Stanford Health Policy’s M. Kate Bundorf and Maria Polyakova and their colleagues set out to develop an online decision-support tool to test whether machine-based expert recommendations would influence choice among Medicare Part D enrollees — and make it easier.

“The use of technology seems like a natural way to address the challenges of choosing among plans,” they write in their study published in Health Affairs.

Medicare beneficiaries have been choosing among Medicare Advantage and Part D prescription drug plans for years, and more recently the Affordable Care Act established health insurance marketplaces for those who are younger than 65.

All that choice is supposed to create incentives for plans to offer a variety of low-cost, high-quality products that allow people to choose the plan that best meets their needs.

But sometimes too many good choices can lead to bad outcomes.
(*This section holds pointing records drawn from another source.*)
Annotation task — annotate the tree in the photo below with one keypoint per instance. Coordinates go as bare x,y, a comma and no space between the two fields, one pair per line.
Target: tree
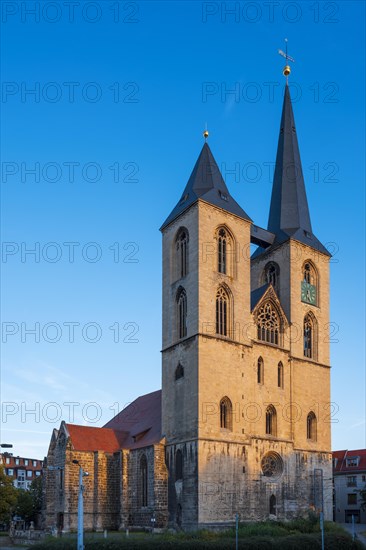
36,490
8,496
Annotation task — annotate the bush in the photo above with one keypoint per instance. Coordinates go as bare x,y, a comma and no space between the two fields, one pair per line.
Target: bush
296,535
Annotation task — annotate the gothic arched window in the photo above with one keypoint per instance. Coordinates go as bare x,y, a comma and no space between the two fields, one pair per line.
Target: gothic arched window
309,336
271,420
178,465
181,248
179,371
222,312
222,251
272,505
280,375
143,481
268,324
271,274
311,426
182,313
226,412
309,273
225,251
260,371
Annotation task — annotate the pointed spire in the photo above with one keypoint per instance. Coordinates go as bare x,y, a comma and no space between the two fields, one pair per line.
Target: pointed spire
206,183
289,212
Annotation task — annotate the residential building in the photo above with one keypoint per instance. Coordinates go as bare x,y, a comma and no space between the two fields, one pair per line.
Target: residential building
349,474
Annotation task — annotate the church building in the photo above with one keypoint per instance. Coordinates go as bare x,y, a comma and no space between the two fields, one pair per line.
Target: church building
242,423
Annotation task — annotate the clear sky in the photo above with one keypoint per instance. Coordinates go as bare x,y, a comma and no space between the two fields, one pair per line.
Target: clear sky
112,129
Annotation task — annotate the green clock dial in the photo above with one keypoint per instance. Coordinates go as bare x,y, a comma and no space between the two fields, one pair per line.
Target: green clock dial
308,293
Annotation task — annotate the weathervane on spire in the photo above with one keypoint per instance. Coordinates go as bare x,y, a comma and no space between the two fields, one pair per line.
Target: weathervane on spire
287,69
205,133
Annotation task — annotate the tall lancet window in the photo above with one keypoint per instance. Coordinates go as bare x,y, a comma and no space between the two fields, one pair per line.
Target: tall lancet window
222,251
311,426
280,375
226,414
268,324
309,337
271,420
271,274
181,246
222,312
143,481
182,313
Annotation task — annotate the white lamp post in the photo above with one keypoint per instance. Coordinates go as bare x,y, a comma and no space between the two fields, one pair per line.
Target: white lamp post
80,545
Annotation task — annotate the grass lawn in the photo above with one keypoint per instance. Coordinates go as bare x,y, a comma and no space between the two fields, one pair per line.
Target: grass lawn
295,535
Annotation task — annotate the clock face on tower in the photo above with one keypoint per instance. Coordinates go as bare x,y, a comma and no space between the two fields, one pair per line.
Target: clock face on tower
308,293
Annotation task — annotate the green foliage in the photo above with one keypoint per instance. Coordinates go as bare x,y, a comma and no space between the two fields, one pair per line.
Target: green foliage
24,505
263,536
363,498
7,496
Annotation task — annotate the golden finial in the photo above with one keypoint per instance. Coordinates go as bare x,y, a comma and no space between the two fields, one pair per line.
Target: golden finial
287,69
205,133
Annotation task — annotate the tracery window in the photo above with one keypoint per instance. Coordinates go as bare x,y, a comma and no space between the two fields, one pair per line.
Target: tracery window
311,426
268,324
222,312
181,247
272,464
271,420
226,410
309,337
143,481
182,313
260,371
309,273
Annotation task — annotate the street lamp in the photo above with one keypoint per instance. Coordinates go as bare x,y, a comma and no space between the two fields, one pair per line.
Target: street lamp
80,545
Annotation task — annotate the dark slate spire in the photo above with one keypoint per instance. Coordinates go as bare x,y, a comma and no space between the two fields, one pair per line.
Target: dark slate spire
206,183
289,213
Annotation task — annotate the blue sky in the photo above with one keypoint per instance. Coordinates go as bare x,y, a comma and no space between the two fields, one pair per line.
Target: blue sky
121,95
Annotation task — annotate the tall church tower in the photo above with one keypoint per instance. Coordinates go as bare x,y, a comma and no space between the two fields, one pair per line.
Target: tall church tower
245,360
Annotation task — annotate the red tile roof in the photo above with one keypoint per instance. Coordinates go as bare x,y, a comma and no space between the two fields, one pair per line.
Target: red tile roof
342,456
87,438
138,425
142,419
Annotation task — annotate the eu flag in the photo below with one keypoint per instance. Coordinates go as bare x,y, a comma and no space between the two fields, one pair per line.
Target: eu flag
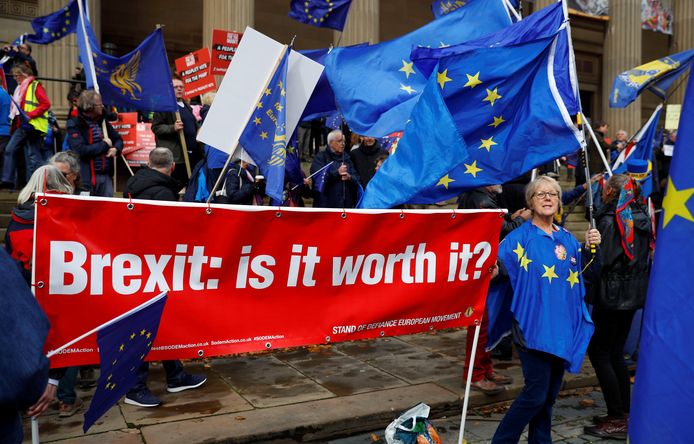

“Health insurance is a complex financial product with complicated cost-sharing rules, and the implications of different benefit designs for out-of-pocket spending and health care use vary across consumers depending on their needs,” wrote Bundorf, chief of the Department of Health Research and Policy and an associate professor of medicine at Stanford Medicine.

Another researcher in the study was Albert Chan, chief of digital patient experience and an investigator at Sutter Health, in Palo Alto, as well as an adjunct professor at the Stanford Center for Biomedical Informatics ResearchMing Tai-Seale, a professor of family medicine and public health at University of California San Diego, was also a principal investigator of the study.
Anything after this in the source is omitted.